Create the Data Flow
This section describes how to create a dataflow to migrate information from one repository to another. In the following example, a GetWeb processor downloads web pages and a PutFileSystem processor inserts them into a folder in the file system.
To create a dataflow to migrate data between repositories
-
Add and configure a connector to retrieve information from the source repository.
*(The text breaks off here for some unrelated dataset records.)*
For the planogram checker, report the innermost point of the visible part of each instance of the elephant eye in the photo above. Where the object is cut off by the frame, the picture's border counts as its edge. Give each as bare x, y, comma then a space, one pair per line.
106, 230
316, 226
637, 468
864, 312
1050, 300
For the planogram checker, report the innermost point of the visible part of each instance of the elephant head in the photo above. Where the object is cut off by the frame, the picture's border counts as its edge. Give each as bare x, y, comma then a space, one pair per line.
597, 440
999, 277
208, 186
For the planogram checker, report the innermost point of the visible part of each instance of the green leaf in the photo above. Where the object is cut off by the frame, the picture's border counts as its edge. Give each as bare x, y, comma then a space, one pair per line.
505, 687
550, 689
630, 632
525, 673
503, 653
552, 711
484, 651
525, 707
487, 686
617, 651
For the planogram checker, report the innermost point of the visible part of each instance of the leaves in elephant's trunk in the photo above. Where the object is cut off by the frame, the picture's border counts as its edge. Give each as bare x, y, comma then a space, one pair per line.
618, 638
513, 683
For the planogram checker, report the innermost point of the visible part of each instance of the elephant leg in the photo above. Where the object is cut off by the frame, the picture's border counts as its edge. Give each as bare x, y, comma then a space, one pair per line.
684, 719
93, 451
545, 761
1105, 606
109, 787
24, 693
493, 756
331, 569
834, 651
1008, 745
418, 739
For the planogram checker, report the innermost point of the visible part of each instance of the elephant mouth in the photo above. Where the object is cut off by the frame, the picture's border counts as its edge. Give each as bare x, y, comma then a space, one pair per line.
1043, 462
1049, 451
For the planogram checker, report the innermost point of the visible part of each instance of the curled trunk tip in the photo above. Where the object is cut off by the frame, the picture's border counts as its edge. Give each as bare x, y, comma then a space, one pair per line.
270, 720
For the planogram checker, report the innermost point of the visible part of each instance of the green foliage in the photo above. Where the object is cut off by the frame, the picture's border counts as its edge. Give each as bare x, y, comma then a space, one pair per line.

The connector must generate the
AUTN_MIGRATION_URI
document field (see Supported Connectors). -
Add a processor to copy the value of the
AUTN_MIGRATION_URI
metadata field to a FlowFile attribute namedidol.put.migrationuri
.-
Add a processor, by dragging the processor icon
from the components toolbar to the canvas.
The Add Processor dialog box opens.
-
In the Source list, click idol.nifi.
The list of processors is filtered to show only IDOL NiFi Ingest processors.
-
Select the UpdateAttributeFromMetadata processor and click ADD.
The processor is added to the canvas.
-
Right-click the processor and click Configure.
The Configure Processor dialog box opens.
- Click the Properties tab.
-
Click
and add a dynamic property:
Property Name Property Value The FlowFile attribute to add or update:
idol.put.migrationuri
An XPath expression, to choose the document metadata field or document metadata field attribute to use to set the value of the FlowFile attribute:
//AUTN_MIGRATION_URI
-
-
Add and configure a connector to insert the information into the destination repository. For information about the connectors that you can use, see Supported Connectors. This example uses a File System Connector, so you would need to add a PutFileSytem processor and set the following dynamic property:
Property Name Example Property Value migration:rootDirectory
Windows:
D:\path\to\migrated_files\
Linux:
/path/to/migrated_files/
-
Connect the processors:
- Connect the success relationship of the
Get*
processor to the UpdateAttributeFromMetadata processor. - Connect the success relationship of the UpdateAttributeFromMetadata processor to the
Put*
processor.
- Connect the success relationship of the
-
You can now start all of the processors in the dataflow. (Go to the Operate palette and click Start
).
The web pages are downloaded and inserted into the file system.